Columns, Opinion

MAOUYO: Reflections on a Hallow Past

This past weekend, as I was preparing for Halloween (well, technically All Hallow’s Eve because it was Friday) by eating too much candy and donning Don King, I realized I had peaked about a year earlier. Not physically, not intellectually, but Halloweenically (I dare you to come up with a better single word to fit there). It’s not that I wasn’t proud of my tacky blazer and tie combination, powdered-white hair, and short list of memorized ridiculous quotes, it’s that I went out as Macy Gray last year. (By the way, look up some Don King quotes for your personal enjoyment, and maybe a biography if you’re unfamiliar with the most legendary boxing promoter of all time.)

Not only did I dress up as Macy Gray last year, but also for the first time in years, I really put effort into the costume. I sewed together a couple of Goodwill purchases to make the body of the dress Macy wore to the Grammys in 2001, which you might remember as possibly the worst red carpet choice ever. I even lettered the dress with white duct tape to say, as hers did, ‘MY NEW ALBUM DROPS SEPT. 18 2001.’ I still treasure the dirty and shocked looks from two elderly Brookline women who caught sight of me as I exited my dorm.

This year, however, it wasn’t my cross-dressing that in some manner stole the show, but my friend’s impeccable Mrs. Doubtfire costume (and I don’t say impeccable lightly). The hair, makeup, nails, dress, shoes, breasts, glasses and jewelry created a fairly spitting image of Robin Williams in drag. I wasn’t really too surprised; my friend is a dedicated Halloweener.

I was surprised, however, at how many other guys I saw cross-dressed this year. I wouldn’t call this phenomenon uncommon in years past, but I had never seen it as prevalent as this year. Everywhere I turned, hairy legs emerged from skirts, tufts of armpit hair sprung from tank tops, and poorly supported and oddly misshapen breasts proudly proclaimed themselves under clownishly lipsticked and powdered faces.

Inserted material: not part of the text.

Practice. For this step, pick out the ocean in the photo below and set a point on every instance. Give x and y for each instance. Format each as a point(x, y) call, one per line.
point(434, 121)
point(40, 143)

For your intellectual betterment, a brief and incomplete history of cross-dressing (note: really, really, potentially, offensively incomplete): Cross-dressing’s all over Greek and Norse mythology. Also, in the days of yore, men used to dress in drag and play the parts of women in theater. And in more modern times, I’m sure we’re all familiar with the concept of drag queens, transvestites, etc., depicted in pop culture in movies such as ‘Tootsie’ and ‘Boondock Saints’ (no, really). Still, most cross-dressing is on the fringes of society, but of course, on Halloween, pretty much anything is A-OK.

This ‘anything’ includes scantily clad women every which way you turn. As we all know, Halloween weekend is pretty much the only time a year where it’s pretty much acceptable for a girl to go out in little more than beachwear, though of course not all do. I think there are a couple ways to look at this. First, and more ideally, Halloween could be considered the only day that a girl can be as publicly sexual as she wants, without fear of public judgment or ostracism. Sexual empowerment, then.

But that’s pretty hard to believe, right? Because if that were the case, you won’tt hear guys and girls alike judging a girl for a ‘slutty’ costume. I mean, I’ve never heard someone making fun of a girl for having a more conservative (and I’m tempted to say creative) ensemble. Not to mention, girls shouldn’t have to worry about catcalls (who came up with that word?) or anything of the like if the above reason holds. Another possibility must be considered: that girls are expected/ encouraged to dress in a manner that shows off as much skin as possible, and just deal with any negative consequences. If you’re a girl and you enjoy being sexy, there’s no problem with that. But Halloween shouldn’t force a girl to ‘put it all out there,’ per se.

Why am I discussing the conditions that can affect the Halloween choices of the ladies when I started out by talking about cross-dressing men? Because I think it’s tempting to apply a similar debate. The reason that men cross-dress on Halloween could be that it’s a different way to feel sexually empowered. But while women are encouraged to dress more wantonly, men aren’t societally expected to dress as women. And in light of the fact that most of the guys I saw dressed as women weren’t Mrs. Doubtfires or Macy Grays, but more promiscuously outfitted, it’s possible that Halloween cross-dressing either implicitly or explicitly mocks the fact that women will be dressing similarly. Like, ‘Why not just dress as a slutty girl, it’ll be funny because they’re everywhere.’ I hate to make the sweeping generalization, but it does seem apt. I will say this: it was fun to masquerade in every sense of the word last year, and a little breeze between the legs wasn’t exactly unwelcome.